In determining the amount of damages to be awarded to each individual, the court considered the following:
- the de minimis principle applies to awards for distress resulting from misuse of private information and a DPA breach and therefore damages will only be awarded if the distress reaches the threshold. The claimants’ evidence on the distress suffered was important in assessing this;
- damages could be awarded for loss of control of personal and confidential information but the recent awards in phone-hacking cases involving deliberate dissemination of information did not provide relevant guidance;
- Gulati v MGN Ltd [2015] EWCA Civ 1291 provided the “best guidance to the assessment of damages”. In this case, the Court of Appeal held that there should be a reasonable relationship between the level of damages awarded for distress in privacy claims and the personal injury scale;
- family members of the individual whose data was breached could be awarded damages even though they were not named in the data as they were associated with that individual;
- the judgment followed Gulati, but the damages were not as substantial as the data had been disclosed inadvertently with no intention of profiting from it. The damages awarded were comparable to moderate psychiatric damage in personal injury cases.
Comment
This case is a useful addition to the evolving law on privacy and DPA breaches, especially in determining the often debated meaning of “damage” within section 13 of the DPA. It highlights the importance of the claimants’ witness evidence on distress and the consideration given to their fear of the effect on them of the data breach or misuse of private information.
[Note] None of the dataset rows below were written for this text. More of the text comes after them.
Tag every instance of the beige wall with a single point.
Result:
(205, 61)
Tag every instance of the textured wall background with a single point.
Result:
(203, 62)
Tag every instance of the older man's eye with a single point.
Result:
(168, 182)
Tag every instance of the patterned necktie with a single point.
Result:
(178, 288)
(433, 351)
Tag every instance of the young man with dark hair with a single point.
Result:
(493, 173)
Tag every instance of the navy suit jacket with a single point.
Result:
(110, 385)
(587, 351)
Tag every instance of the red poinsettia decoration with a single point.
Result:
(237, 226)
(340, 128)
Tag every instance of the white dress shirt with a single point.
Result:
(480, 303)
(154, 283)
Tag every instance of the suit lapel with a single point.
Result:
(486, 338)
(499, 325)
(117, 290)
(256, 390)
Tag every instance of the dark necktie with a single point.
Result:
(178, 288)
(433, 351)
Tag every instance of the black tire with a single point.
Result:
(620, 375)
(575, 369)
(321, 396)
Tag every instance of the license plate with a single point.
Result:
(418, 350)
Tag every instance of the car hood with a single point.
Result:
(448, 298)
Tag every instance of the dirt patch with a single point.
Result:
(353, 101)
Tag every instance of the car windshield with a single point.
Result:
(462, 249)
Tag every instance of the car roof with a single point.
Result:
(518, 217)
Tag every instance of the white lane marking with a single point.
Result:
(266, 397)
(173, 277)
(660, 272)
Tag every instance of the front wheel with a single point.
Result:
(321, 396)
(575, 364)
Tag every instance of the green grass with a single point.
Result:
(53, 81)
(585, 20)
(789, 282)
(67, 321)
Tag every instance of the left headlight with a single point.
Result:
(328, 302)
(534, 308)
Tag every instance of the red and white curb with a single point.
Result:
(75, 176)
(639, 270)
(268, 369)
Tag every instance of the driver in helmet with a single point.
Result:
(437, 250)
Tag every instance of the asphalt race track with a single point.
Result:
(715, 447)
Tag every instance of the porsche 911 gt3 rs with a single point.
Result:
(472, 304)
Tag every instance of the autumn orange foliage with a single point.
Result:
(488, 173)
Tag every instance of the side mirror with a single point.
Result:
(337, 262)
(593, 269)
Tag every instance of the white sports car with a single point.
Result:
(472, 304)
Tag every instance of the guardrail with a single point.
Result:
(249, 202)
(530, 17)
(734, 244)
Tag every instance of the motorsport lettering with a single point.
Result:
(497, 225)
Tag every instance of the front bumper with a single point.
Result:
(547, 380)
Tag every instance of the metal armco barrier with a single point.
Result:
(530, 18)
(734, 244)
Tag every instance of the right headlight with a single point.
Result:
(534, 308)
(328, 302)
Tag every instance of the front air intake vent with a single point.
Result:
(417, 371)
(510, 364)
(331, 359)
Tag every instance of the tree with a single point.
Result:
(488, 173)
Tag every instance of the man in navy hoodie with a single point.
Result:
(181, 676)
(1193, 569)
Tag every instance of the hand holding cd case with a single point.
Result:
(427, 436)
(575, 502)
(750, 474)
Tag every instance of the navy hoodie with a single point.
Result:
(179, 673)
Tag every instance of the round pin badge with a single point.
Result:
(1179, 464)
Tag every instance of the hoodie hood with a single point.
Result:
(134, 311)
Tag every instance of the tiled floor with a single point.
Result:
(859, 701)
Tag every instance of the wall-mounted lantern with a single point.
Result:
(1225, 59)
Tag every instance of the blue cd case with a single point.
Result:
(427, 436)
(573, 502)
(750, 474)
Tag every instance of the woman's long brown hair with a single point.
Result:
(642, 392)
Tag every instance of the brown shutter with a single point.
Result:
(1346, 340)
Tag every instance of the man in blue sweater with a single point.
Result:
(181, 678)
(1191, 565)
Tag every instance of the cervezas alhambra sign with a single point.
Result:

It is the first solid example of the size of an award which could be attainable in accidental data loss cases. In this case, only a small number of individuals brought claims, but if all of them had done so the overall payout would have been very substantial.
Data controllers in organisations often assume that an award a court might make for data loss would be too low for claimants to consider litigation and thus not worth the legal fight. However, if claimants feel they could obtain a significant award and their legal representatives can bring together a large enough group for data-loss cases, this perspective might and should change.